Sur le petit écran
« Je hais les voyages et les explorateurs » proclamait Claude Lévi-Strauss dans l’incipit de Tristes tropiques (1955). Cette hostilité est aujourd’hui portée par des militants qui déboulonnent les statues des « découvreurs » occidentaux, avant-garde des drames de la colonisation. On était donc curieux de voir comment ARTE allait s’emparer de l’un de ces sombres héros de la mer, le portugais Fernão de Magalhães (1480-1521), devenu Magellan en se mettant au service du roi d’Espagne, Charles Quint.
Les quatre épisodes racontent l’odyssée de l’Armada des Moluques, cinq nefs parties de Séville en 1519 afin de contester le monopole portugais sur le commerce des épices. Le récit progresse grâce à plusieurs dispositifs narratifs. Classiquement, la parole est donnée à des historiennes et historiens, à l’éditeur de la chronique d’Antonio Pigafetta, source majeure de cette histoire, mais également au chef cuisinier Olivier Roellinger et à deux marins, Robin Knox-Johnston et Jean-Yves Bernot. Ces derniers commentent avec précision les conditions de navigation de l’armada, soutenus par des cartes animées, à la manière d’un Vendée Globe de la Renaissance. Les décors alternent entre de spectaculaires paysages marins et littoraux, et des lieux de savoir, en particulier l’Archivio General de Indias, à Séville. Le réalisateur a eu la bonne idée de faire lire des archives : les listes d’avitaillement, en particulier d’impressionnantes quantités de vin de Jerez, ou encore les nationalités représentées dans les équipages cosmopolites des nefs…

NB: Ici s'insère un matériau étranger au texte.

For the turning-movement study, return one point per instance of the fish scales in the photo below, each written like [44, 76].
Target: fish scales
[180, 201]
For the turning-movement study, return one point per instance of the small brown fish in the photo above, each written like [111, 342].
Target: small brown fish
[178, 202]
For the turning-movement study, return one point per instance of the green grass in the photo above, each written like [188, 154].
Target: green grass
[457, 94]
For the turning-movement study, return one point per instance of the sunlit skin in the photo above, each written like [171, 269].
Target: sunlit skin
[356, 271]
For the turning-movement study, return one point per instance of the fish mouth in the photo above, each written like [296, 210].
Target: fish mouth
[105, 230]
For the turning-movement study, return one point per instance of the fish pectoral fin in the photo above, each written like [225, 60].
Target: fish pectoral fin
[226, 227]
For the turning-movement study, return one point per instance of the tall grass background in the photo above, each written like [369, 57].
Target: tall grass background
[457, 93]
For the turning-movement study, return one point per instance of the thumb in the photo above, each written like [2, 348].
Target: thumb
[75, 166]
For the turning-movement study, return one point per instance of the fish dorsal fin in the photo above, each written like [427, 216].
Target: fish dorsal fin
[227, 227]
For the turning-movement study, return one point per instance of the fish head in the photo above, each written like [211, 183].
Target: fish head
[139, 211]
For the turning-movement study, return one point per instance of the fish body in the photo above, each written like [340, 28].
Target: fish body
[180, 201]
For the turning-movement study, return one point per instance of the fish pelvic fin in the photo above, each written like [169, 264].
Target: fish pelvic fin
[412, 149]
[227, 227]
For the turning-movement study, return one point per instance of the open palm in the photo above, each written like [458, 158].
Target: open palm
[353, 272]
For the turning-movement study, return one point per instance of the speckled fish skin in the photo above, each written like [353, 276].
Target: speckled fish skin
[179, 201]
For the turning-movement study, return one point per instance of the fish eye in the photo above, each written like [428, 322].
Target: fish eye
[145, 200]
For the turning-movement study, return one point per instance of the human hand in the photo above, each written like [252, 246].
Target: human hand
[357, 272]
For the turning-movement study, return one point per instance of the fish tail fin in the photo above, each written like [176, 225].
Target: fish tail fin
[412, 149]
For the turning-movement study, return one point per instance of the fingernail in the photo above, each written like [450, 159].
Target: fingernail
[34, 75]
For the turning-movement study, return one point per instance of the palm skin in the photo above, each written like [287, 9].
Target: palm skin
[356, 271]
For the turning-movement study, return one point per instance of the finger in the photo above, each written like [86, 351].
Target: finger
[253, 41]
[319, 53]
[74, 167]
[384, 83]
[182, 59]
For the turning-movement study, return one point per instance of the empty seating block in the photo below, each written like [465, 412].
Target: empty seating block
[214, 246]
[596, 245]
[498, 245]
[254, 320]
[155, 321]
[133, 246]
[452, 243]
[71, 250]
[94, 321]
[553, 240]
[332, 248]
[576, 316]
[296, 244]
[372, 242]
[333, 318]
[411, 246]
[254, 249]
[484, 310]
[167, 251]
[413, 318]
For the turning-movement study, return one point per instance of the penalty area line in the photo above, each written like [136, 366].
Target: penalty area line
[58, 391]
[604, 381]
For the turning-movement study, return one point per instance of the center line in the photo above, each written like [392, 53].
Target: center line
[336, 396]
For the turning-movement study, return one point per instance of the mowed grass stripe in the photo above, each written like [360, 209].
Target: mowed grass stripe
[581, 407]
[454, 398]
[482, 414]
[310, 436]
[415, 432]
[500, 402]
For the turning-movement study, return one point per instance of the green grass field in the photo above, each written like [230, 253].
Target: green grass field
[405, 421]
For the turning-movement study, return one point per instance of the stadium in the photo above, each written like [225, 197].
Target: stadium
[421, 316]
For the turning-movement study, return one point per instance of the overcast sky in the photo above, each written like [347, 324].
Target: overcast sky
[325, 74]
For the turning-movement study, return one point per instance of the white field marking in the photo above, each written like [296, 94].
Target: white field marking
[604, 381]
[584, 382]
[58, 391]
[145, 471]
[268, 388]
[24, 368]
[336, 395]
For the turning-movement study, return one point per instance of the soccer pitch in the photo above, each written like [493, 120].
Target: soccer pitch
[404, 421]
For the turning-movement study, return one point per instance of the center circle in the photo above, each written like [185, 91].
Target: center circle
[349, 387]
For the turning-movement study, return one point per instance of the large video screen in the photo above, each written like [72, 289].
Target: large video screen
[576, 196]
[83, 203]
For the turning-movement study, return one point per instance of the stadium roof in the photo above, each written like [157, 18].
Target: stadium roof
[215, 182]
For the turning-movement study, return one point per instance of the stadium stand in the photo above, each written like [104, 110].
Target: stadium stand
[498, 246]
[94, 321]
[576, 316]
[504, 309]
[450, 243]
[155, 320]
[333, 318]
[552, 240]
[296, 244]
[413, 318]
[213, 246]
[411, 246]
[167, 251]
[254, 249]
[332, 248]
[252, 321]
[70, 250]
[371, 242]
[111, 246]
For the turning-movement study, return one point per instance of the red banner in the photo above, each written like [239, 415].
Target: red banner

L’usage d’images subtilement animées, dues au studio Remembers d’Ugo Bienvenu, est très intéressant. Leurs teintes froides permettent de donner à voir les épisodes les plus noirs de l’expédition : la répression féroce de la mutinerie en baie de Saint-Julien ; les sévices infligés aux Amérindiens Tehuelche, embarqués de force en Patagonie ; l’arrivée aux Philippines des corps décharnés des marins, que les rois locaux considèrent comme des brutes sans manières. La circumnavigation imprévue qui ramène en Espagne une seule nef, la Victoria, avec dix-neuf survivants à bord, est la conséquence de nombreux drames, dont la mort de Magellan sur la plage philippine de Mactan. On est donc loin du héros célébré par Stéphane Zweig (1938), sans aller jusqu’à écrire l’histoire du point de vue insulindien, comme le propose Romain Bertrand, l’un des historiens interrogés dans le film, dans son passionnant ouvrage Qui a fait le tour de quoi ? L’affaire Magellan (Verdier, 2020). Vincent Guigueno
François de Riberolles, L’incroyable périple de Magellan (4x52mn), à voir sur <arte.tv> jusqu’au 17 janvier 2023.